Alors que le Sénégal accélère le déploiement de l’énergie solaire pour répondre à ses besoins électriques et à ses engagements climatiques, la question de la fin de vie des équipements commence à s’imposer dans le débat public. Les autorités et leurs partenaires anticipent désormais l’essor futur des déchets photovoltaïques, en cherchant à structurer une filière locale de recyclage et de valorisation.
Le mardi 14 janvier, l’Agence nationale pour les énergies renouvelables (ANER), l’ONG ENDA ÉNERGIE et l’École polytechnique de Thiès (EPT) ont officialisé la signature d’une convention de partenariat dédiée à la mise en place d’un projet pilote de recyclage des équipements solaires.

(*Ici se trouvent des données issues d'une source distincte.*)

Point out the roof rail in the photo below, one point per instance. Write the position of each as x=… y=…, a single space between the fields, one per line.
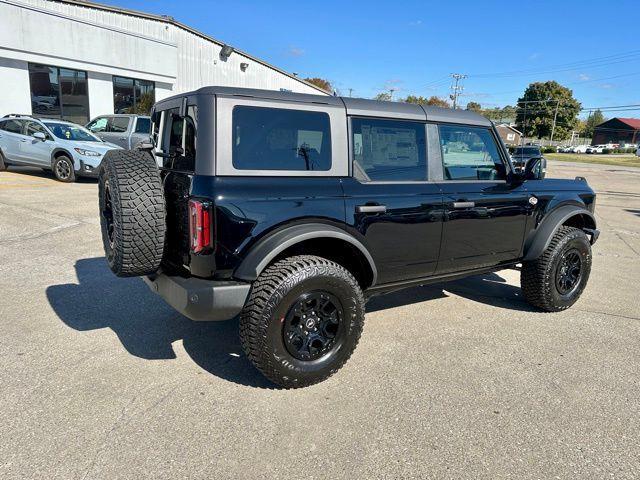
x=12 y=115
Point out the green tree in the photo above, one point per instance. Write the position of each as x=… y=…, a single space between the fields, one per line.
x=417 y=100
x=537 y=109
x=383 y=96
x=474 y=107
x=595 y=119
x=505 y=114
x=320 y=83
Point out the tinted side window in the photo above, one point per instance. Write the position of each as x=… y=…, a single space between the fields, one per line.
x=33 y=127
x=280 y=139
x=13 y=126
x=179 y=139
x=143 y=125
x=98 y=125
x=470 y=153
x=389 y=150
x=118 y=124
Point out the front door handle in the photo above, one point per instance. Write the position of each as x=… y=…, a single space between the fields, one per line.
x=371 y=209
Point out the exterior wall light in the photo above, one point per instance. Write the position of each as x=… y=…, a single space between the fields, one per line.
x=226 y=52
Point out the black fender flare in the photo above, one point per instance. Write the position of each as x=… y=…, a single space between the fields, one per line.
x=270 y=247
x=540 y=239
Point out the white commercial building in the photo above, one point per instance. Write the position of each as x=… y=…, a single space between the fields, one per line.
x=76 y=60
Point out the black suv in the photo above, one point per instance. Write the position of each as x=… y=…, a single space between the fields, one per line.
x=290 y=210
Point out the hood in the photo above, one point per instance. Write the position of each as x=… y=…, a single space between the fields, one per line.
x=101 y=147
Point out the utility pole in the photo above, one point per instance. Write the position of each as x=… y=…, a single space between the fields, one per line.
x=456 y=87
x=555 y=117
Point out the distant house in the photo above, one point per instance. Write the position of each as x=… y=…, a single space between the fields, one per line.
x=508 y=134
x=617 y=130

L’initiative vise à concilier transition énergétique, innovation industrielle et économie circulaire.
L’accord prévoit la création progressive d’un écosystème national intégrant recherche appliquée, innovation technologique, contrôle qualité et recyclage des équipements photovoltaïques. Un des volets structurants du projet concerne le développement d’un laboratoire de caractérisation et de test, destiné à évaluer la qualité et la conformité des panneaux solaires, régulateurs, onduleurs et batteries selon les standards internationaux. L’objectif est à la fois de renforcer la fiabilité du parc solaire existant et de limiter l’introduction de matériels de faible qualité sur le marché.
En parallèle, les partenaires annoncent la mise en place d’une unité pilote de recyclage, qui servira de plateforme d’expérimentation pour identifier des solutions industrielles adaptées au contexte sénégalais. À terme, cette approche doit contribuer à structurer une véritable filière locale de valorisation des déchets photovoltaïques, encore inexistante à l’échelle industrielle dans le pays.

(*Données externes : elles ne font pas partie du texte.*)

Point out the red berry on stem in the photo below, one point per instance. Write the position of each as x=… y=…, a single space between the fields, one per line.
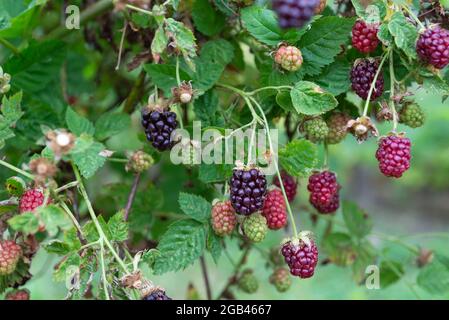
x=301 y=257
x=31 y=199
x=223 y=217
x=394 y=155
x=10 y=253
x=433 y=46
x=274 y=210
x=364 y=36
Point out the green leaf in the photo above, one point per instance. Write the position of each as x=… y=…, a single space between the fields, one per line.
x=78 y=124
x=339 y=248
x=384 y=34
x=390 y=272
x=434 y=277
x=164 y=76
x=11 y=107
x=37 y=67
x=213 y=173
x=335 y=77
x=357 y=221
x=118 y=227
x=195 y=206
x=404 y=33
x=299 y=157
x=57 y=247
x=26 y=222
x=86 y=155
x=182 y=38
x=160 y=41
x=110 y=124
x=17 y=18
x=67 y=268
x=214 y=57
x=323 y=42
x=53 y=218
x=206 y=19
x=263 y=25
x=372 y=12
x=180 y=246
x=308 y=98
x=214 y=245
x=206 y=109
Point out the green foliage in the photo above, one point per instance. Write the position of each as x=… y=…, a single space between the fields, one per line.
x=299 y=157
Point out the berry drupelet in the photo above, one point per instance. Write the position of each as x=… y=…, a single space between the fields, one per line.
x=159 y=126
x=394 y=155
x=362 y=76
x=433 y=46
x=294 y=13
x=248 y=189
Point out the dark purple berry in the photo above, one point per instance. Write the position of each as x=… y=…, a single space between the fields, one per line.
x=294 y=13
x=159 y=126
x=433 y=46
x=394 y=155
x=362 y=76
x=248 y=189
x=157 y=294
x=301 y=258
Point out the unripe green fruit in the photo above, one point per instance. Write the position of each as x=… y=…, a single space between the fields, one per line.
x=255 y=227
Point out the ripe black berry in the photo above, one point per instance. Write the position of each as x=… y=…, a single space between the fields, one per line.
x=294 y=13
x=362 y=76
x=248 y=189
x=159 y=125
x=157 y=294
x=433 y=46
x=322 y=186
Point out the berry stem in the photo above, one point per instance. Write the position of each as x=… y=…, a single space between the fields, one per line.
x=103 y=271
x=373 y=84
x=392 y=82
x=281 y=183
x=132 y=196
x=95 y=220
x=14 y=168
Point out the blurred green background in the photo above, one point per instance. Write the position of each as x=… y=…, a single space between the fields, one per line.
x=415 y=207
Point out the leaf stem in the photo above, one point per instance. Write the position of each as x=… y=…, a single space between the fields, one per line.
x=373 y=84
x=281 y=183
x=10 y=46
x=392 y=82
x=14 y=168
x=95 y=220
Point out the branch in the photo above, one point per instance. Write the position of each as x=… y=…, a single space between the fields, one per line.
x=206 y=278
x=132 y=195
x=233 y=279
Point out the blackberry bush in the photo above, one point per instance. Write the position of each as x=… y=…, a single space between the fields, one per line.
x=132 y=127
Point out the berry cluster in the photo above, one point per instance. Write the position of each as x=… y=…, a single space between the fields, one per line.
x=362 y=76
x=159 y=126
x=394 y=155
x=324 y=191
x=301 y=256
x=433 y=46
x=294 y=13
x=248 y=189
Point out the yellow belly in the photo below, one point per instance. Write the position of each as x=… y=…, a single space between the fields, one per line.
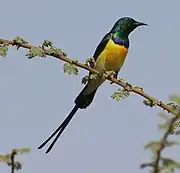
x=112 y=58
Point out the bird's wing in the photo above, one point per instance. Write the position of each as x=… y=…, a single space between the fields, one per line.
x=101 y=46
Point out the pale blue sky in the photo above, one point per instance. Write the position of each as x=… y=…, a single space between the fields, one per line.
x=36 y=95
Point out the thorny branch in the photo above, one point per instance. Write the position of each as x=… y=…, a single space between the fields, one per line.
x=123 y=84
x=84 y=66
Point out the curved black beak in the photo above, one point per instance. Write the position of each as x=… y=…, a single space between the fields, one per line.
x=140 y=24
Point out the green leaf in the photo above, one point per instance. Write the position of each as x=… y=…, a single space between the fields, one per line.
x=170 y=163
x=35 y=51
x=47 y=43
x=3 y=50
x=175 y=126
x=120 y=94
x=154 y=146
x=149 y=103
x=70 y=69
x=172 y=143
x=163 y=115
x=175 y=98
x=93 y=76
x=18 y=39
x=163 y=126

Anticiper un gisement croissant de déchets solaires
Selon les estimations avancées par les partenaires, le Sénégal pourrait générer plus de 22 000 tonnes de déchets photovoltaïques d’ici 2040, à mesure que les premières installations arriveront en fin de cycle. Sans dispositif de traitement adapté, ces équipements pourraient devenir un enjeu environnemental majeur, notamment en raison de la présence de matériaux sensibles dans certains composants.

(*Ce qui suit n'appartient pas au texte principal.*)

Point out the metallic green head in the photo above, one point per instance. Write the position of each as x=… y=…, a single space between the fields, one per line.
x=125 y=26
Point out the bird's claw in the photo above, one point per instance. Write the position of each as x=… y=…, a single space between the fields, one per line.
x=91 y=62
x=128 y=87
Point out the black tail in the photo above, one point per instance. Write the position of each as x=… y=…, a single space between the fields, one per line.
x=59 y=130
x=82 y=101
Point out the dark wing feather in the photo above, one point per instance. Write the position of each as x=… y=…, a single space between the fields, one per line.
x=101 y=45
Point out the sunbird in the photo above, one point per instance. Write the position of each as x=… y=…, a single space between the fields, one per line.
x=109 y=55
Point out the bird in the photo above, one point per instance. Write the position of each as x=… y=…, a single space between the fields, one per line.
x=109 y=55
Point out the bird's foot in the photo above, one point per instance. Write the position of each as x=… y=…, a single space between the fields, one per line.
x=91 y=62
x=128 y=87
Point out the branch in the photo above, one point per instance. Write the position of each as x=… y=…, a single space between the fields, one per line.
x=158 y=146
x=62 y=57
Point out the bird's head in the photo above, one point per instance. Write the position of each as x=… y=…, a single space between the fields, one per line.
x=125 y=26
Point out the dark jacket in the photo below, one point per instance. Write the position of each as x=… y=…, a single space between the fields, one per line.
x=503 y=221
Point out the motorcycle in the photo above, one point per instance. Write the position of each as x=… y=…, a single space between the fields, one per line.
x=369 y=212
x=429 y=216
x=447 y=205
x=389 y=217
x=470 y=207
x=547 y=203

Au-delà de l’aspect industriel, le projet intègre également un volet formation et renforcement des capacités, avec un accent mis sur le transfert de compétences, la recherche universitaire et l’appui à l’élaboration de cadres réglementaires et normatifs spécifiques à la gestion des déchets solaires.
Une transition énergétique à structurer dans la durée
Ce partenariat intervient dans un contexte où le Sénégal place les énergies renouvelables au cœur de sa stratégie énergétique. Le pays vise un accès universel à l’électricité d’ici 2029, contre environ 84 % aujourd’hui, et ambitionne de porter la part des renouvelables à 40 % du mix électrique. Cette trajectoire implique une hausse rapide des capacités installées, notamment dans le solaire.
Parmi les projets emblématiques en cours figure celui de NEA Kolda, dans le sud du pays, qui combine une centrale solaire de 60 MW à un système de stockage par batteries de 72 MWh, avec des travaux lancés en mai 2025. Autant d’investissements qui renforcent l’urgence de penser, dès aujourd’hui, la durabilité complète de la chaîne solaire, de l’installation au recyclage.
En structurant en amont la gestion de la fin de vie des équipements, le Sénégal cherche ainsi à éviter les écueils observés ailleurs et à inscrire sa transition énergétique dans une logique industrielle et environnementale de long terme.